Paris, mai 1962. Après le cessez-le-feu en Algérie, les parisiens font la fête, s’ennuient, rêvent, sont amoureux, cherchent un logement ou tout simplement le bonheur. C’est Le joli Mai de Chris Marker et Pierre Lhomme.
Avec son prédécesseur, Chronique d’un été de Jean Rouch et Edgar Morin (1961), Le joli Mai est un des premiers documentaires français à descendre dans la rue pour donner du temps de parole aux passantes et aux passants. Prenant Paris sur le vif grâce à un matériel de tournage qui s’allège et s’assouplit au début des années 1960, le film veut dépasser une image figée et lourde d’une ville sursaturée d’histoire.

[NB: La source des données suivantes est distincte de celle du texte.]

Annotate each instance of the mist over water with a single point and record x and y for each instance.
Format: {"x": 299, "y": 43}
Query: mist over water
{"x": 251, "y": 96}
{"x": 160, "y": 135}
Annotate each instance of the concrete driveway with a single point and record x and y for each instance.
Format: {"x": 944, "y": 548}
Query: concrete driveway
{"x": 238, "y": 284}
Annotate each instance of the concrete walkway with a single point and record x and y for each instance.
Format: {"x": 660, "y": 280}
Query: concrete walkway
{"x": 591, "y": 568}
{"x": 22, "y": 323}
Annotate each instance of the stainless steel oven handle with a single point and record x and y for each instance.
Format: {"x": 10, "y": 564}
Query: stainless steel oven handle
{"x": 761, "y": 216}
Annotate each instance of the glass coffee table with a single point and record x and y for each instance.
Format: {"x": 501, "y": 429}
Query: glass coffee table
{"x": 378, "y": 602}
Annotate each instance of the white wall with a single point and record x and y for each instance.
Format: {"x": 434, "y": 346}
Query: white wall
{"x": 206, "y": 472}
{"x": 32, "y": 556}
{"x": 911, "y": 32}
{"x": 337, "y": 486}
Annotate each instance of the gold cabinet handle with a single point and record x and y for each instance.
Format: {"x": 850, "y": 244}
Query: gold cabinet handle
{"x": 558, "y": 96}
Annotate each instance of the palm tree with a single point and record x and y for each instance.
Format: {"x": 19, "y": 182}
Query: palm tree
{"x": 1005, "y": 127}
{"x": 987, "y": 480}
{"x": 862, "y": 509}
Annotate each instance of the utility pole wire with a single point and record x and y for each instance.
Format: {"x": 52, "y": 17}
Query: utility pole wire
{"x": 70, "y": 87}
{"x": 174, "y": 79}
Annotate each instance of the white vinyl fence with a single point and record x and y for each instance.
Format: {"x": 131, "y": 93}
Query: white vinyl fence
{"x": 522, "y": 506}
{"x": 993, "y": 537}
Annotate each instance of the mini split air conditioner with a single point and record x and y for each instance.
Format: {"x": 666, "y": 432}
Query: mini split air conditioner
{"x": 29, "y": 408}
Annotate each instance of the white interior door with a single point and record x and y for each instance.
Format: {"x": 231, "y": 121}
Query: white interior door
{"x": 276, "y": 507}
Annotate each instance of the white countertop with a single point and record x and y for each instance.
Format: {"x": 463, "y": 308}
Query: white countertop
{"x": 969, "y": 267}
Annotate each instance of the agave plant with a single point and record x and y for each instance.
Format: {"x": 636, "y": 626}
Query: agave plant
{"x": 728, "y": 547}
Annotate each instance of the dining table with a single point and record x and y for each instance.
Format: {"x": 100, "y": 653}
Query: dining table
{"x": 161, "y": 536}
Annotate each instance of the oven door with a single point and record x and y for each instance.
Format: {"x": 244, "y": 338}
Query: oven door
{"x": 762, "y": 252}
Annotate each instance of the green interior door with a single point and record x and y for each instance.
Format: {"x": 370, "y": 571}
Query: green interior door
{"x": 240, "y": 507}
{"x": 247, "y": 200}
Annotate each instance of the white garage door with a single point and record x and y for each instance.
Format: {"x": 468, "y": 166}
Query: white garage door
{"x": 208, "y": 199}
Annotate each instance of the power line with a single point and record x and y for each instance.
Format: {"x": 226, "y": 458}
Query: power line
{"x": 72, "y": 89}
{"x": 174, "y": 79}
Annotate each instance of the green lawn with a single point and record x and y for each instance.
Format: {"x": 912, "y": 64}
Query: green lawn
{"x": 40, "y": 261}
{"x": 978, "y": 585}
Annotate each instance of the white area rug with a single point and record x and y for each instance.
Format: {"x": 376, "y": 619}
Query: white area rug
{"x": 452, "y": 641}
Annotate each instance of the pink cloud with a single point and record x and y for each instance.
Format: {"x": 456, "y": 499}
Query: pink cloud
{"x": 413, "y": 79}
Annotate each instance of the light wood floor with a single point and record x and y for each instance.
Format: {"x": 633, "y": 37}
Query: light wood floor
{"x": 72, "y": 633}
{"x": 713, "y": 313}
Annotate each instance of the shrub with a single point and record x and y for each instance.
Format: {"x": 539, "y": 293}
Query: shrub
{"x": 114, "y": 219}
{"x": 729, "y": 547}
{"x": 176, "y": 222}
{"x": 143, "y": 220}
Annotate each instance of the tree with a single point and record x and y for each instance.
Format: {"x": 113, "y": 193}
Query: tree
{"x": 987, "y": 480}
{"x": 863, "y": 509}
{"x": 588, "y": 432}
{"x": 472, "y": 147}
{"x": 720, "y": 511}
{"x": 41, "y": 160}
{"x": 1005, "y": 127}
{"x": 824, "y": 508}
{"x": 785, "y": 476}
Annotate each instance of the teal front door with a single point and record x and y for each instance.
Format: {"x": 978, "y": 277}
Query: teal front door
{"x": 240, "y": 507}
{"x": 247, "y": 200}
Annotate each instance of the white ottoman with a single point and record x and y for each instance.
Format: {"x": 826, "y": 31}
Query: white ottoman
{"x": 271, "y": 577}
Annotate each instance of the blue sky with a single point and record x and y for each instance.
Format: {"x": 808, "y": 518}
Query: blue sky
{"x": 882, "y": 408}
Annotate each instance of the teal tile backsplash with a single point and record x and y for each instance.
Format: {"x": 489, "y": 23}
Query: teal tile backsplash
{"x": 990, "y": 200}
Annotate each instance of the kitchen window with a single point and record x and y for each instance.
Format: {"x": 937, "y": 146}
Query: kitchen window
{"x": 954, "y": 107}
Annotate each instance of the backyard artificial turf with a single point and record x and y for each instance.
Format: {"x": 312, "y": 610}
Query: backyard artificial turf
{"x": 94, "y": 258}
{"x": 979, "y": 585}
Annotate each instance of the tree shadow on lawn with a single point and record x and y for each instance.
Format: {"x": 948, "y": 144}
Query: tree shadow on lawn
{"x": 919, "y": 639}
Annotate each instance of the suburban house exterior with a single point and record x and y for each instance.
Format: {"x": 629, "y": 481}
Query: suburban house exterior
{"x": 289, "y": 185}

Entre névrose des grands ensembles et carte postale du vieux Paris, Chris Marker et Pierre Lhomme interrogent tout simplement les Parisiens. Les nombreux entretiens qui résultent de cette démarche révolutionnaire pour l’époque, croisent de multiples sujets hétéroclites : les problèmes de logement et l’invention d’un sous-marin de poche, la guerre d’Algérie et la place de la femme en politique, le record du monde de twist (72 h de déhanchement !) et les premiers soubresauts populaires provoqués par le drame de la station métro Charonne.
Par cet assemblage, le film réalise le souhait d’une exploration nouvelle de la ville que la voix d’Yves Montand énonce au début du film : « On voudrait la découvrir à l’aube. On voudrait la découvrir sans mémoire. »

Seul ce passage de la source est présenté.